O CONSEC enviou ofício ao ministro da Educação, Leonardo Barchini, pedindo que o MEC não homologue a decisão do Conselho Nacional de Educação (CNE), aprovada em 23 de junho, que flexibiliza a exigência de carga horária presencial e síncrona nos cursos de licenciatura. Pela nova regra, apenas os cursos com nota 1 ou 2 no Enade, consideradas insatisfatórias, permanecem obrigados a manter 20% de atividades síncronas. Os demais, mesmo com nota 3, considerada satisfatória, podem oferecer metade do curso inteiramente a distância. O documento é assinado por Leonardo Pascoal, presidente da entidade e secretário municipal de Educação de Porto Alegre.
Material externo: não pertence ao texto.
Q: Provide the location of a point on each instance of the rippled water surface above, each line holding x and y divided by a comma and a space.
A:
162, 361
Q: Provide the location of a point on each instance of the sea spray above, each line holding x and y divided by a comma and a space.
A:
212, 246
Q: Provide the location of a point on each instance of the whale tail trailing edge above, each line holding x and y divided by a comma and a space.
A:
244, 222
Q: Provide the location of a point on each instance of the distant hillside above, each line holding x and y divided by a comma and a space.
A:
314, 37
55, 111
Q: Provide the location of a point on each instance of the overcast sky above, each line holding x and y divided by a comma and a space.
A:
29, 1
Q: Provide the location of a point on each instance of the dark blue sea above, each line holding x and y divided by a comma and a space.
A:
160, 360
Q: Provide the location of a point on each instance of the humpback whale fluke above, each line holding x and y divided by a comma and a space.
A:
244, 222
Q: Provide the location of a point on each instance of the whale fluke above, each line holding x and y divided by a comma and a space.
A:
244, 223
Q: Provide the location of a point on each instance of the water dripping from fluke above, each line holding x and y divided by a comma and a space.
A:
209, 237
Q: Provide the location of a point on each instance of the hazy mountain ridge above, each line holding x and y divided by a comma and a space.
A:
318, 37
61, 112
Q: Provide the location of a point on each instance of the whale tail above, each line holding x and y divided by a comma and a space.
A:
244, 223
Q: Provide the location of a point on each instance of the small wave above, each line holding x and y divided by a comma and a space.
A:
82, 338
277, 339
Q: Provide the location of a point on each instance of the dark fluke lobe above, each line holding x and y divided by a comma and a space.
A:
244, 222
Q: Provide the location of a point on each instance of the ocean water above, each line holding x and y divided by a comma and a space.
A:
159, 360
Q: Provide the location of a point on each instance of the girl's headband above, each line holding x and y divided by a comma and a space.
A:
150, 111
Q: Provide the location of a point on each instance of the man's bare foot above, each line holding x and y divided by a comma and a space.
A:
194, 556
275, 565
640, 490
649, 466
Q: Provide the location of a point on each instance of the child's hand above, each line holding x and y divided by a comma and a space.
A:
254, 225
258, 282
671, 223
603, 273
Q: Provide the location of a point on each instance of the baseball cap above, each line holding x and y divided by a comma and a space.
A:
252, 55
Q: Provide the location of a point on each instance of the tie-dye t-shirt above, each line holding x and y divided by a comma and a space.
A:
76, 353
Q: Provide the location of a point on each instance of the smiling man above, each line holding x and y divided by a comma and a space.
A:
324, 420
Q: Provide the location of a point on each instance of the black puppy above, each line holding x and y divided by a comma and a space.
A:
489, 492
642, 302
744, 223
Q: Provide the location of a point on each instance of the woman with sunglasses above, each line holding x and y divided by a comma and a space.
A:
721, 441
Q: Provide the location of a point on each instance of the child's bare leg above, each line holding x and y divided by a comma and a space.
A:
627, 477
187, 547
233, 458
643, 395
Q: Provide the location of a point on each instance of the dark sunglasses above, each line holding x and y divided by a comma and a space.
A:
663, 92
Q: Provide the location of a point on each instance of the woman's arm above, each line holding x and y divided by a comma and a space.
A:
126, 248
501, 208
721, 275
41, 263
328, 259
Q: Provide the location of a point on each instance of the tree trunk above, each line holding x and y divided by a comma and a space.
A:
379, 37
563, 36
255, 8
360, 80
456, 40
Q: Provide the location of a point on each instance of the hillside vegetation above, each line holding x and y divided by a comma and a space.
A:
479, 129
Os secretários das capitais, responsáveis por contratar e desenvolver os professores que ingressam nas redes públicas municipais e estaduais, pedem que as Diretrizes Curriculares Nacionais assegurem, para todas as licenciaturas, o modelo de 50% de carga presencial, 20% de atividades síncronas mediadas por tecnologia e no máximo 30% a distância. Esse desenho, segundo o ofício, preserva a flexibilidade da modalidade sem abrir mão do contato com a prática docente.
Do total de 4.547 cursos de licenciatura avaliados no Enade 2025, 1.730 (35%) ficaram nas faixas insatisfatórias 1 e 2, sendo 1.048 presenciais e 682 a distância – proporcionalmente, 6 em cada 10 cursos EAD. Entre os concluintes, 42% ficaram abaixo do nível básico de proficiência no geral, índice que sobe para 53% na modalidade a distância. No mesmo exame e entre os mesmos formandos, o ensino presencial entregou 74% de estudantes acima do nível básico, contra apenas 47% no ensino a distância. O documento ainda observa que 97,5% dos professores formados a distância com desempenho insuficiente no último exame saíram da rede particular de ensino superior.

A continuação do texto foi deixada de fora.